Galina Mikhaylovna Bogdanova (Галина Михайловна Богданова; 19 February 1925 – 9 September 2013) was a Russian grinder and production leader. She worked at the Ufa Engine-Building Plant (today the Ufa Engine Building Production Association) from 1941 to her retirement in 1980. Bogdanova was a recipient of the Medal "For Labour Valour", the Order of the October Revolution and the title of Hero of Socialist Labour with the Order of Lenin.

== Early life ==
Bogdanova was born in the village of Lyomasar, Novoladozhsky Uyezd, Saint Petersburg Governorate on 19 February 1925. She was a member of a peasant family of the Romanovs.
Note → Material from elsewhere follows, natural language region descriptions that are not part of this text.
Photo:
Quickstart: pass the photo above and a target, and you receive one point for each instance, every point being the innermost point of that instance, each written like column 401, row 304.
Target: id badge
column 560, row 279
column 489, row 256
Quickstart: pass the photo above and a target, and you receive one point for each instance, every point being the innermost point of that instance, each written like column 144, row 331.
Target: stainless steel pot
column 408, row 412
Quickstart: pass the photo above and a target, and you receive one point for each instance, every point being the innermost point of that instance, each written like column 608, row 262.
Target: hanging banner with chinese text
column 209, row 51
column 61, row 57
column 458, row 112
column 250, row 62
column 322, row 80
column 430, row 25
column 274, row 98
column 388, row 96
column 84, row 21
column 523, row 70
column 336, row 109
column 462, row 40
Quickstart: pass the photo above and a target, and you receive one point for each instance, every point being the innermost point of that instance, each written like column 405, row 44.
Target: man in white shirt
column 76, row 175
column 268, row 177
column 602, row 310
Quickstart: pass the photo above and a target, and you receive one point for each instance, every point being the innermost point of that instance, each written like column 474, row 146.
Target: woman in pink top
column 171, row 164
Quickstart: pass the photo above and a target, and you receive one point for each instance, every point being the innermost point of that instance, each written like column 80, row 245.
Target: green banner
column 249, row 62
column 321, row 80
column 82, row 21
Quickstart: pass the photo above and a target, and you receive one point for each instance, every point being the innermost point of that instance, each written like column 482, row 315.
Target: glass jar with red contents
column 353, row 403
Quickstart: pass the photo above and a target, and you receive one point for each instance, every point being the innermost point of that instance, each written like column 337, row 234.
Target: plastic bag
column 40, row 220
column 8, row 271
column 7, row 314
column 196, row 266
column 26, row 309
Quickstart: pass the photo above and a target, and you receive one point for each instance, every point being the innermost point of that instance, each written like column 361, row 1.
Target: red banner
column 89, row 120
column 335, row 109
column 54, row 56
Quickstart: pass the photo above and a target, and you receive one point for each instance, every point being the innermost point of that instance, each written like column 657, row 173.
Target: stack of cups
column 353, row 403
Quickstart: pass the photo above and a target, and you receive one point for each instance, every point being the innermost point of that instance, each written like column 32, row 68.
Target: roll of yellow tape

Bogdanova was the daughter of Mikhail Petrovich Romanov and Anna Sergeyevna. She had two brothers and she, her mother and younger brother were evacuated away from Leningrad to the city of Ufa in July 1941 during the Great Patriotic War. Bogdanova did seven years of education.

== Career ==
She began working as a grinder at the Ufa Engine-Building Plant (today the Ufa Engine Building Production Association) of the Ministry of Aviation Industry in the Bashkir Autonomous Soviet Socialist Republic on 16 July 1941, eventually becoming a qualified specialist in grinding. She also became a senior planner at the plant as well as a polisher. Constantly improving her skills and expertise, Bogdanova consistently met production quotas by 120 to 125 percent and delivered high-quality products she manufactured on first delivery. She worked under the motto, "To produce more, better quality products, at lower costs." During the Ninth five-year plan between 1971 and 1975, Bogdanova was an active participant in the socialist competition for the early completion of the Five-Year Plan, succeeding in four years. From January 1975, Bogdanova started to work toward the Tenth five-year plan. Subsequently, she reconsidered her earlier commitments and asked for a 20 percent increase in production quotas.

She was an deputy representing the Dmitrovsky Electoral District No. 4, Kalininsky District, Ufa in the seventh convocation of the Supreme Soviet of the Bashkir Autonomous Soviet Socialist Republic from 1967 to 1971. Bogdanova retired in 1980 after working at the plant for almost 40 years. She died in Ufa on 9 September 2013 and was buried at the city's Northern Cemetery.

== Awards ==
Bogdanova was a recipient of the Medal "For Labour Valour" on 20 February 1944 and of the Order of the October Revolution on 26 April 1971. She was awarded the title of Hero of Socialist Labour with the Order of Lenin and the "Hammer and Sickle" gold medal on 19 December 1975 among other medals.